Need Help with Propositional Logic

Question

I am stuck with this proof. I am trying to use deduction (or induction I think) to prove for a tautology with logic laws like De Morgan's, distributive , and implication law etc.

Note: I am not allowed to use truth tables.

Here it is:

$((p \vee q) \wedge (p \rightarrow r) \wedge (q \rightarrow r)) \rightarrow r$

I have tried using a condition/implication law where $p \rightarrow r$ becomes $\neg p \vee r$ to change the last to compound statements but I got stuck.

Next I tried:

$((p \vee q) \wedge (p \rightarrow r) \wedge (q \rightarrow r)) \rightarrow r \\ \equiv [(p \vee q) \wedge ((p \vee q) \rightarrow r)] \rightarrow r$

But I don't know where to go from here.

Need some guidance guys.

Answer 1

We can use these Rules of inference.

Starting wtih :

$$[((p∨q)∧(p→r)∧(q→r))→r] \equiv$$

we can apply Material implication :

$$\equiv \lnot [(p \lor q)∧(\lnot p \lor r)∧(\lnot q \lor r)] \lor r \equiv$$

followed by De Morgan to get :

$$\equiv [\lnot (p \lor q) \lor \lnot [(\lnot p \lor r)∧(\lnot q \lor r)]] \lor r \equiv$$

Then we need Distributivity with : $[(\lnot p \lor r)∧(\lnot q \lor r)] \equiv [r \lor (\lnot p \land \lnot q)]$ to get :

$$[\lnot (p \lor q) \lor \lnot [r \lor (\lnot p \land \lnot q)]] \lor r \equiv$$

Then we use again De Morgan and "rearrange" to get :

$$[r \lor (\lnot p \land \lnot q)] \lor \lnot [r \lor (\lnot p \land \lnot q)].$$

Now the last formula is an instance of Excluded Middle : $\varphi \lor \lnot \varphi$, which is a tautology.

Answer 2

What you want to show is equivalent to $((p\vee q)\wedge(p\to r)\wedge(q\to r))$ implies $r$.

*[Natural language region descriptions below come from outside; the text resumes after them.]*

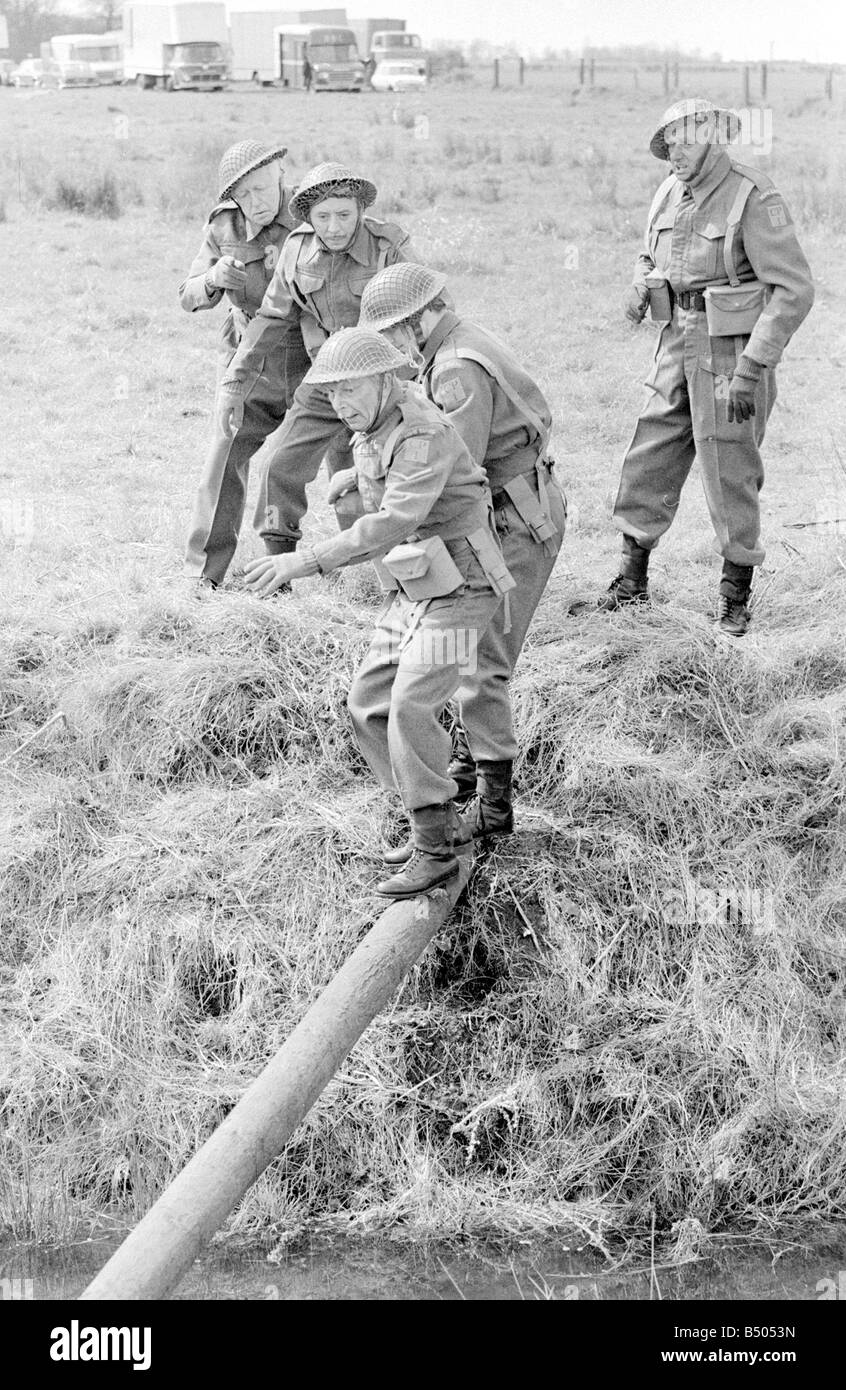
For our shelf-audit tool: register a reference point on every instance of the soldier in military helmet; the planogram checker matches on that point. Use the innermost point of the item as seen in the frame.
(241, 248)
(427, 520)
(318, 284)
(721, 248)
(504, 421)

Now we can work with $(p\vee q)$ separately since we have a string of $\wedge$'s, and a case by case analysis of this shows that $r$ is implied by our hypothesis.

Is this similar to what you have done in class?

Answer 3

Hint: $((p\vee q)\wedge ((p\vee q)\to r))\to r \\\iff\\ ((p\vee q)\wedge (\neg(p\vee q)\vee r) )\to r $